A chaque sortie d’un film de genre français atypique comme La Nuée, la même rengaine se répète : Quelques semaines ou mois d’exaltation, clamant que ce film est celui qui va enfin faire bouger les choses dans l’industrie, pour finalement voir cette euphorie crever comme un ballon à peine 6 mois plus tard. Sauf que La Nuée n’est pas un film de genre comme les autres, puisqu’il doit également servir d’éclaireur pour le distributeur The Jokers sur une potentielle « résurrection » digne des French Frayeurs au début des années 2000 (la qualité en plus rassurez-vous).

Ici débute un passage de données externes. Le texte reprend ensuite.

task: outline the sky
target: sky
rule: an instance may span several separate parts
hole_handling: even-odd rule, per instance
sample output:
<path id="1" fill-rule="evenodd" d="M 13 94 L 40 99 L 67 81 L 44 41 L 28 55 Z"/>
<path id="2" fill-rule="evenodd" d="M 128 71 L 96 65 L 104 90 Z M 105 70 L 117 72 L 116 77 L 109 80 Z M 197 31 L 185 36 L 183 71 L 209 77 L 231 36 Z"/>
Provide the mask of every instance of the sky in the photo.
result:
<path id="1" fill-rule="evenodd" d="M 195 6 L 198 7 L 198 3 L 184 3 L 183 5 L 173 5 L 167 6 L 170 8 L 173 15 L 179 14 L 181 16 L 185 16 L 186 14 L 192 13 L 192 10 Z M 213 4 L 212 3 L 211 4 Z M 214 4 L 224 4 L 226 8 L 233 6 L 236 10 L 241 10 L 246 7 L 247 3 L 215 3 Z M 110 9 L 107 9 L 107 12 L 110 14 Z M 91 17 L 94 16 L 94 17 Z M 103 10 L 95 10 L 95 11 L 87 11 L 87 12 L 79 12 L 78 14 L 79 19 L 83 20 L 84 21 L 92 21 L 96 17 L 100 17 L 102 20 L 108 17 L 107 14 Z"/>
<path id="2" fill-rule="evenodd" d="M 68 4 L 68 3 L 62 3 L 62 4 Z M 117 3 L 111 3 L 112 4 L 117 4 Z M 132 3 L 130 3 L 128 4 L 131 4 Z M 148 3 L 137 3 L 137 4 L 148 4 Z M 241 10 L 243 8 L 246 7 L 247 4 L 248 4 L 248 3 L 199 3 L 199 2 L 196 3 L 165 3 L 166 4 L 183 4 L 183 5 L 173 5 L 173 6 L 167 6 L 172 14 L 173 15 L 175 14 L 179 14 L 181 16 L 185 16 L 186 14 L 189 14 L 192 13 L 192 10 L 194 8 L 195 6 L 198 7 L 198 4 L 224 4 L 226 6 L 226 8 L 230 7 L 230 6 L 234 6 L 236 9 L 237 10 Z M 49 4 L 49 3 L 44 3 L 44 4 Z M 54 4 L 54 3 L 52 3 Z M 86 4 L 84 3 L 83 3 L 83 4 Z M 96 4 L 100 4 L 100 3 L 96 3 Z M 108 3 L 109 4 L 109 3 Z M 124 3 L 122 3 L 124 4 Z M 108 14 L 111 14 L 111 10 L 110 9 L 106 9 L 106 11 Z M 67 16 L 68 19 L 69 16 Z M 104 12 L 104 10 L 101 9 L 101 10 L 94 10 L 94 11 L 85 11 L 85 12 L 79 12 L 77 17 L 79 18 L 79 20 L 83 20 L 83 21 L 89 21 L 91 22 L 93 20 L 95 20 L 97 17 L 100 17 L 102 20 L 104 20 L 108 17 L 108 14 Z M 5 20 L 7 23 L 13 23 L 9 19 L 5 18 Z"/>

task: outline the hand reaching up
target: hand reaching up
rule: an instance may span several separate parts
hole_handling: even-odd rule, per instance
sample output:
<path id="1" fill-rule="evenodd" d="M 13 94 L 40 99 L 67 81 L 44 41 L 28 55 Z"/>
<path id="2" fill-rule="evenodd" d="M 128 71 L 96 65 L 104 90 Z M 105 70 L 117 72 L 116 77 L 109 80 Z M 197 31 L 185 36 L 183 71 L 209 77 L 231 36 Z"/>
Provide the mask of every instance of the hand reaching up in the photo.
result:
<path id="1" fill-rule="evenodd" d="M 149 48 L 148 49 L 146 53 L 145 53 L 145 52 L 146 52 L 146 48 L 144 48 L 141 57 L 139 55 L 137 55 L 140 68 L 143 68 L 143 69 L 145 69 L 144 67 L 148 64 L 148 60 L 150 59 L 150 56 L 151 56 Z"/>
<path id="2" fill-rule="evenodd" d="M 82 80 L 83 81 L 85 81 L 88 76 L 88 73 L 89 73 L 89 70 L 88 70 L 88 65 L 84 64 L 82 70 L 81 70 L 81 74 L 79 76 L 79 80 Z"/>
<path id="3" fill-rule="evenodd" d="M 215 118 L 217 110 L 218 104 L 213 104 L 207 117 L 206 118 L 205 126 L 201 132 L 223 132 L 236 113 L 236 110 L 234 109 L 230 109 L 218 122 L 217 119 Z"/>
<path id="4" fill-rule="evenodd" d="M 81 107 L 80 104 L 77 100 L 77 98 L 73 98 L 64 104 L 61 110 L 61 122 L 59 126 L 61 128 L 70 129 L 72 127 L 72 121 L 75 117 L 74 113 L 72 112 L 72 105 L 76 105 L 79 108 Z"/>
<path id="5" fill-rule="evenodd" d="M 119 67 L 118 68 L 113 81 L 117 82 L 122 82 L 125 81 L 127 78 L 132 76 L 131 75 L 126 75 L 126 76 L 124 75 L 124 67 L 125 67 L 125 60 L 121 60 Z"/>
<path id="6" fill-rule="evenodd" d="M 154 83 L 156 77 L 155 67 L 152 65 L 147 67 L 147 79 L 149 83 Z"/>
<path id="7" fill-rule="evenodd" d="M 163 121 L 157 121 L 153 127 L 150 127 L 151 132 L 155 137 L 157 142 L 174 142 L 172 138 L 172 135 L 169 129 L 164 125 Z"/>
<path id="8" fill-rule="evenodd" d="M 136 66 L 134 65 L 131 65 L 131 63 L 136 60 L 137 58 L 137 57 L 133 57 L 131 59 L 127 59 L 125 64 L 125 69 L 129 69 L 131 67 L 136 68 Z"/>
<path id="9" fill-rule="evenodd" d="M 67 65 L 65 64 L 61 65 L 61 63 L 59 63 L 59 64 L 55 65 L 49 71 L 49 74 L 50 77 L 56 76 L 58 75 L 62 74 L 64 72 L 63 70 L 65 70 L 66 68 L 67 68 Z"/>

Sélectionné à la Semaine de la Critique 2020 et réalisé par un jeune réalisateur déjà accompagné d’une belle aura avec ses courts-métrages, il faut bien avouer que La Nuée sait se montrer charmant sur le papier. Surtout quand on sait de surcroît qu’il est également le premier film a être issu de la fameuse commission d’aide au cinéma de genre créée il y a deux ans par le CNC. Et son pitch conserve cette posture à la fois intrigante et malgré tout attrayante, tant il s’éloigne de ce que l’on a pu voir dans le cinéma francophone horrifique depuis belle lurette.
Cette fois, point de zombies ou encore de cannibales à l’horizon puisqu’il est ici question d’un élevage de sauterelles que notre personnage principal, une mère de famille célibataire, tente d’apprivoiser dans sa maison reculée en compagnie de ses enfants. Sauf que comme vous vous en doutez, l’élevage va bien vite dégénérer de la manière la plus glauque qui soit, détruisant toute cette petite cellule familiale au passage.
Un film d’horreur agricole, vous dites ? Et bien oui et c’est même tout ce qui fait la singularité du film de Just Philippot. Par son cadre typiquement français, le scénario de Jérôme Genevray et de Frank Victor prend le défi de s’immiscer dans un registre encore à ses balbutiements et jusqu’ici réservé au drame ou à l’extrême limite au thriller, Petit Paysan (2017) en tête. Ce dernier semble d’ailleurs avoir beaucoup influencé l’atmosphère mortifère et désespérée qui entoure La Nuée.
Mais là où La Nuée tire son épingle du jeu, et ce que l’on aurait pu redouter au vu des premiers aperçus, c’est qu’il ne se contente pas de n’être qu’un film dramatique vaguement fantastique mais au pay-off (trop) minimaliste et frustrant. Au contraire, si sa première partie reste assez sage mais joue déjà avec l’aspect corporel et sensoriel qui nous lie aux insectes, sa seconde partie lâche nettement plus les chevaux et arrive, malgré son maigre budget, à proposer des instants choquants qui n’usurpent pas leur interdiction aux moins de 12 ans.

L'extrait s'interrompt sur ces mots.